When asked who was the F1 GOAT emerged, Ecclestone replied: “It is very difficult to assess. Fangio had one-year contracts and could step out of different cars and jump into the best. It doesn’t make him any better or any worse than anyone else. It is just a matter of fact.

“I believe that Alain Prost was the best. He had to drive with a lot of difficult co-drivers and when the race started he was on his own and had to look after the tyres and everything else.

“These guys today are fortunate in that they get more information over the radio than they should — about their competitors, the use of the tyres and all of that.

“The drivers have their hand held by people in the team. There are times Lewis had information given to him about tyres, and overruled the advice.

“That is as it should be. It shouldn’t be down to information over the pit wall or, worse, in the factory in Italy or Britain. It should be him, or any of the drivers, deciding everything,” insisted Ecclestone.

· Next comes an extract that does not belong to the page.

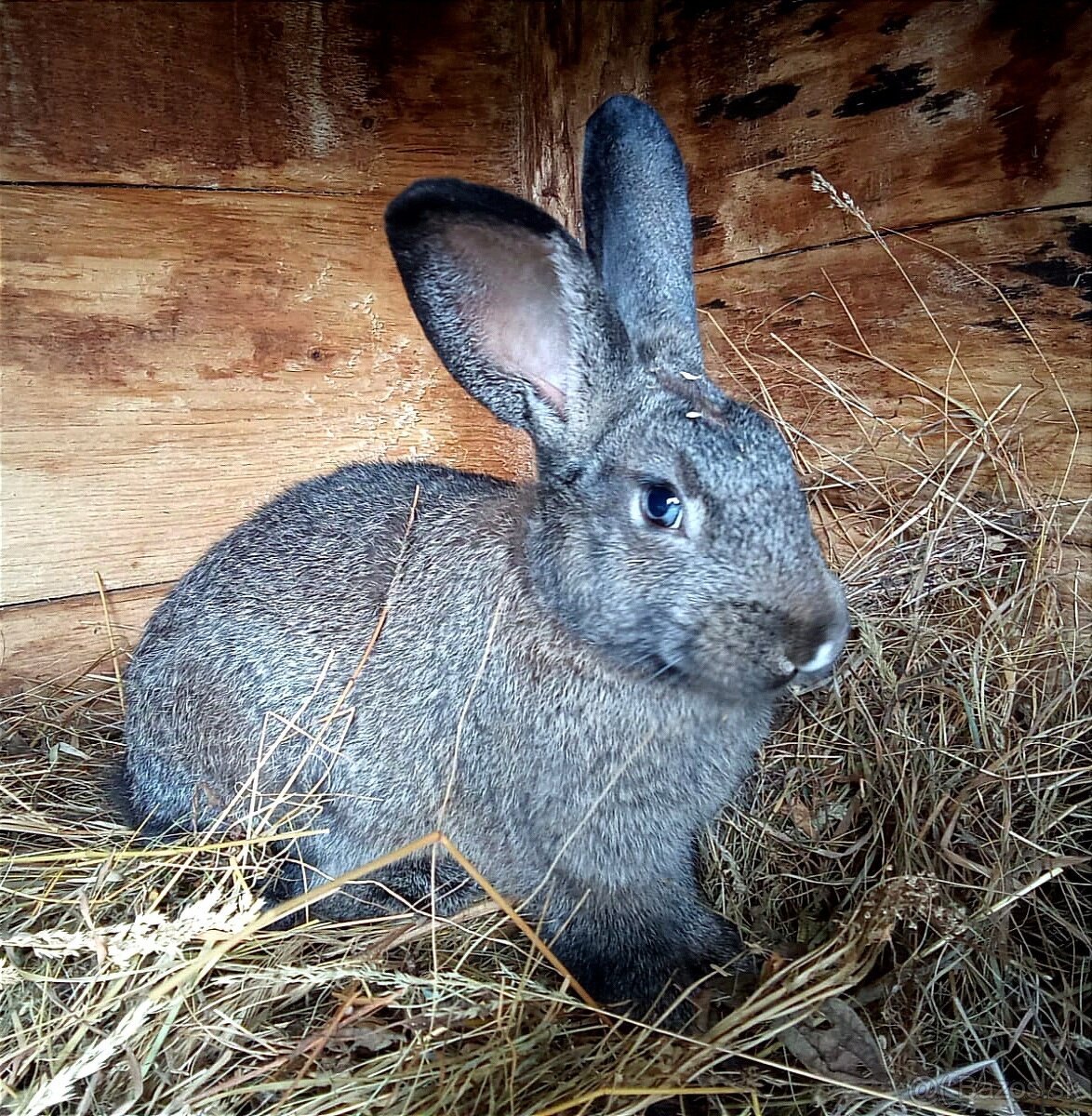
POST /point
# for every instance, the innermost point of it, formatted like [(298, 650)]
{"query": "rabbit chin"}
[(727, 676)]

We might as well make the regulations say: Don’t race!

While F1 has enjoyed a tremendously competitive and unpredictable 71st season, race stewards have too often been called in to make some crucial decisions that have not always gone down well with fans, while delays in rulings served only to inflame the situation and give rise to tensions.

Ecclestone noted: “I’m a bit disappointed in the way the races have been looked into by the authorities this season. All these instructions: Don’t go over the white line, don’t do this, don’t do that”.

“We might as well make the regulations say: Don’t race! I say that because when the lights go out, these guys have to race. Sometimes one of them will take more of a risk and that’s what makes racing interesting.

“Not going a little bit off the track — it makes hardly any difference because they all have the same opportunity to get an advantage.”

Ecclestone warned that the F1 season is too long, even longer next year, and dilutes the prestige of each Grand Prix: “The other thing that concerns me is the number of races we have. It detracts a lot of interest. People will decide what are the big six or eight races and glamorise them.

“The others will be forgotten. Buried, in fact. They are better off concentrating, as we had in the past, on 16 or 18 races rather than 22 or 23. They should be in the right areas of the world.

“The current bosses are doing the best they can under the circumstances. It is easy to have opinions and harder to carry things out.”

Lewis can’t rely on the supposed fact that his opinion is the single opinion that people should look up to

Among those “circumstances” is Hamilton’s social activism which he brings to the F1 stage. Ecclestone said of the seven-time F1 World Champion: “I haven’t spoken to Lewis for months. There’s nothing really that we have too much in common about that we want to discuss.

“I respect him and all the things he is trying to do, but he has to respect and believe that other people — and I am not just speaking about myself — have opinions. He can’t rely on the supposed fact that his opinion is the single opinion that people should look up to.”

One of the big criticisms Ecclestone faced towards the end of his tenure as the sport’s supremo was his reluctance to embrace the social media boom and explore new content delivery platforms such as YouTube, Twitter, Netflix and the like.

“People criticise me for not bringing Netflix in when I was looking after things,” continued Ecclestone: “There is one problem with that. It didn’t exist then. I spoke to Apple about doing a series but they didn’t want to at the time.

“People have told me Netflix is good but that some of it may be a bit manufactured. I get everything I need from Sky. They are 100 per cent brilliant and don’t do silly gimmicks,” explained Ecclestone.